Slow Progress on Turkmen-Afghan Pipeline

After four governments signed an agreement to build a gas pipeline from Turkmenistan via Afghanistan to Pakistan and India, experts said the security and commercial risks surrounding the route meant it was still a long way from becoming a reality.

The agreement to begin implementing the Trans-Afghanistan Pipeline Project, also known as Turkmenistan-Pakistan-India or TAPI, was signed on December 11 by representatives of the four states in the Turkmen capital Ashgabat.

The 1,680-kilometre pipeline would carry an estimated 33 billion cubic metres of Turkmen gas to South Asia every year.

President Gurbanguly Berdymuhammedov said the project “should serve as an example of how the principal objective – assuring a balance of interests of energy producers, transit countries and consumers – can be achieved, as long as there is the political will and a constructive attitude".

A Turkmen foreign ministry staffer said Berdymuhammedov also saw the TAPI project as a contribution to bringing peace to Afghanistan.

"The president believes there is no future for the current military scenario for resolving the Afghan conflict, and he is therefore initiating non-military solutions, which include TAPI,” he said.

Despite Berdymuhammedov’s upbeat tone, the proposed pipeline route comes with many risks attached to it. The unstable situation in Afghanistan is going to make it hard to find anyone willing to invest money in the construction work, while the troubled relationship between India and Pakistan will make the former reluctant to rely on the latter as a supply route.

For these reasons and more, experts polled by NBCentralAsia believe the signing ceremony does not signal the launch of practical work on the project.

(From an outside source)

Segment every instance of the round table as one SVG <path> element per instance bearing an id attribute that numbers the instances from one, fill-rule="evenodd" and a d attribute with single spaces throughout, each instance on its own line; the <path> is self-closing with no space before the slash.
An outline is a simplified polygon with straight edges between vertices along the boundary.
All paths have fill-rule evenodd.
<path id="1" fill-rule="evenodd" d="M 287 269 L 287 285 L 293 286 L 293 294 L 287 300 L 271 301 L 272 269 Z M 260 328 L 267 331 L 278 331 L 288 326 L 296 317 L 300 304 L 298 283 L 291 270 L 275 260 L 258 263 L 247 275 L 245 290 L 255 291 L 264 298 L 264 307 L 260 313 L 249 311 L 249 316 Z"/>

They note that various agreements have been signed on TAPI in the past without significant progress being made on it.

Some argue that Turkmenistan is using TAPI as a way of encouraging existing customers for its gas to move more quickly on other export routes that would prove more feasible.

Rovshan Ibrahimov, a leading political scientist in Azerbaijan, said these other pipeline projects included one following the Caspian Sea shoreline to Russia, and a different, western-backed route going under the sea to Azerbaijan, where it would feed into a third – Nabucco – which is intended to carry gas through Turkey and into southeastern Europe.

President Berdymuhammedov has a policy of diversifying his country’s export routes, in order to get away from its current reliance on the Russian pipeline network, which means the energy firm Gazprom has effective control over most Turkmen gas exports. Moscow has announced that it plans to buy just ten billion cubic metres of gas in 2011, instead of the 40 or 50 billion it used to take. It has also frozen the project for a Caspian shoreline pipeline.

Berdymuhammedov has repeatedly expressed his openness to alternative routes, called for international agreements on the security of energy transit arrangements, and offered to sell gas at the point at which it leaves Turkmen soil.

According to an energy expert in Turkmenistan, the president is trying to cover all the options and persuade potential customers that they should share the burden of risk associated with infrastructure and transportation projects.

“He needs international guarantees," the expert said.

 He added that Berdymuhammedov will have noted the happy experience of Azerbaijan which, once the Baku-Ceyhan oil pipeline secured funding and became a reality, “escaped from Russia's sphere of influence and now pursues an independent energy policy”.

This article was produced as part of IWPR’s News Briefing Central Asia output, funded by the National Endowment for Democracy.